Maturity-onset diabetes of the young, or MODY, typically presents in adolescents or young adults under the age of 25. The features of this condition are atypical for both type 1 and type 2 diabetes mellitus as MODY is not usually associated with obesity, acanthosis nigricans, or hyperecholesterolemia, and response to insulin use for hyperglycemia is limited. MODY has an estimated prevalence of 1 in 10,000 adults with approximately 1-2% of all diabetics having this form.

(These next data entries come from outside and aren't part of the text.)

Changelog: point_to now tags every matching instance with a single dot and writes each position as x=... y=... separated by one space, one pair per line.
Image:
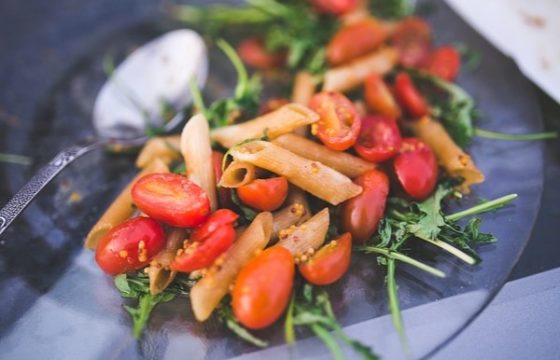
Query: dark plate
x=56 y=303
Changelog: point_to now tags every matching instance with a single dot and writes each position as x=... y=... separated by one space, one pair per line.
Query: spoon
x=156 y=74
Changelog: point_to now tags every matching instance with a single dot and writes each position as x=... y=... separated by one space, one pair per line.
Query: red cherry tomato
x=130 y=245
x=409 y=97
x=339 y=122
x=412 y=39
x=445 y=62
x=379 y=140
x=355 y=40
x=208 y=241
x=264 y=194
x=172 y=199
x=329 y=263
x=263 y=287
x=416 y=168
x=361 y=214
x=379 y=98
x=253 y=52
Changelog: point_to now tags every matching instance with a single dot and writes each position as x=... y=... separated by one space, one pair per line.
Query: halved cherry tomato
x=379 y=98
x=379 y=140
x=409 y=97
x=355 y=40
x=263 y=287
x=339 y=122
x=208 y=241
x=416 y=168
x=172 y=199
x=264 y=194
x=329 y=263
x=412 y=39
x=253 y=52
x=445 y=62
x=130 y=245
x=361 y=214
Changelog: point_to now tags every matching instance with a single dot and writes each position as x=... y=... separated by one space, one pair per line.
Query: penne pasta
x=312 y=176
x=348 y=76
x=451 y=157
x=282 y=121
x=209 y=291
x=121 y=208
x=237 y=174
x=166 y=148
x=345 y=163
x=306 y=237
x=197 y=152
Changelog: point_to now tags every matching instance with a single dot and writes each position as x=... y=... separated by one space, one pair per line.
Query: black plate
x=56 y=303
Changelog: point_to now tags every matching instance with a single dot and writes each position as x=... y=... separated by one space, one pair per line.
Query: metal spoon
x=158 y=72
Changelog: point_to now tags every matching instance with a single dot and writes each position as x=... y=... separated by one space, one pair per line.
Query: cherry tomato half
x=172 y=199
x=130 y=245
x=409 y=97
x=416 y=168
x=329 y=263
x=263 y=287
x=339 y=122
x=379 y=98
x=208 y=241
x=412 y=39
x=361 y=214
x=445 y=62
x=379 y=140
x=355 y=40
x=264 y=194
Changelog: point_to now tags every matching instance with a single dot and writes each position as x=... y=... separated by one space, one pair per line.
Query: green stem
x=518 y=137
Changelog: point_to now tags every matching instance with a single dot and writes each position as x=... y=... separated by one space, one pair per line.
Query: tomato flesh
x=172 y=199
x=330 y=263
x=130 y=245
x=263 y=287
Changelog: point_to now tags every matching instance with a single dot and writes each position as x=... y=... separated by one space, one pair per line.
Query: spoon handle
x=48 y=172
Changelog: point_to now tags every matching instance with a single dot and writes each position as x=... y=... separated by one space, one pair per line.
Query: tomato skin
x=445 y=62
x=264 y=194
x=253 y=53
x=208 y=241
x=361 y=214
x=409 y=97
x=412 y=39
x=172 y=199
x=379 y=140
x=339 y=123
x=355 y=40
x=416 y=168
x=263 y=287
x=130 y=245
x=379 y=98
x=330 y=263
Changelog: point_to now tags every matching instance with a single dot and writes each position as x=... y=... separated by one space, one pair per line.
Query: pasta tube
x=282 y=121
x=121 y=208
x=209 y=291
x=197 y=152
x=350 y=165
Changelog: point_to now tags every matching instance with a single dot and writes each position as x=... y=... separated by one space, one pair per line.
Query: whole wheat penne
x=309 y=235
x=350 y=165
x=348 y=76
x=121 y=208
x=282 y=121
x=311 y=176
x=166 y=148
x=197 y=152
x=454 y=160
x=209 y=291
x=237 y=174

Patients with pathogenic variants in the HNF1A and HNF4A genes sometimes experience a worsening of hyperglycemia over time and may eventually require insulin for treatment. However, many individuals with MODY only require oral medications, while others have a stable level of hyperglycemia and may not need treatment at all. MODY is inherited in an autosomal dominant pattern in the majority of cases, and familial hyperinsulinism often shows lower penetrance than MODY. Confirmation of pathogenic variants can assist with accurate diagnosis and treatment as well as testing for other at-risk family members.

Technical Information

This panel is performed by Next Generation Sequencing and covers the coding regions of the listed genes and the flanking intronic sequences. Promoter, 3′ untranslated sequences, and deep intronic sequences are also covered, but only known disease-causing variants in these regions will be reported. Variants identified on the panel are confirmed with Sanger sequencing if they do not meet certain quality thresholds. Large deletions and duplications (CNVs) affecting the genes of the panel can be detected; however, due to defined settings in the analysis software, CNVs smaller than 2-kb may not be identified (for example, some small exonic level copy number changes may not be identified).

Please note that certain types of genetic alterations including trinucleotide repeat expansions, methylation abnormalities, and balanced rearrangements (e.g., inversions, reciprocal translocations) may not be detected by the current analysis. The variant analyzed in the MT-TL1 gene is m.3243A>G. Pathogenic variants in the HNF1A gene are identified in 30-65% of patients with MODY, and alterations in the GCK gene account for an additional 30-50% of cases. Changes in the HNF4A and HNF1B genes are responsible for at least 5% each with alterations in the remaining genes contributing to a small percentage of affected individuals. Exons 1, 8, 9, and 11 of the CEL gene are not analyzed due to high sequence identity with a pseudogene. Contact the laboratory if there is a concern for a sequence variant in these exons.

Specimen Requirements

• The preferred sample type is 3-4 ml of peripheral blood collected in an EDTA (purple top) tube. Extracted DNA and saliva are also accepted for this test. Blood and saliva kits are available by request.
• Send approximately 5µg of extracted DNA at a requested concentration of 90-130 ng/µl.
• Saliva samples must be submitted in an approved saliva kit. If saliva is submitted, and the extracted DNA is below quality control, then you will be contacted to submit a blood sample or the panel can be completed on an exome backbone.

Transport Instructions

• The blood specimen should be kept at room temperature and delivered via overnight shipping. If shipment is delayed by one or two days, the specimen should be refrigerated and shipped at room temperature. Do not freeze the specimen. Samples collected on Friday can be safely designated for Monday delivery.
• Extracted DNA should be sent at room temperature via overnight delivery.
• Saliva is stable at room temperature and can be delivered via overnight or ground shipping.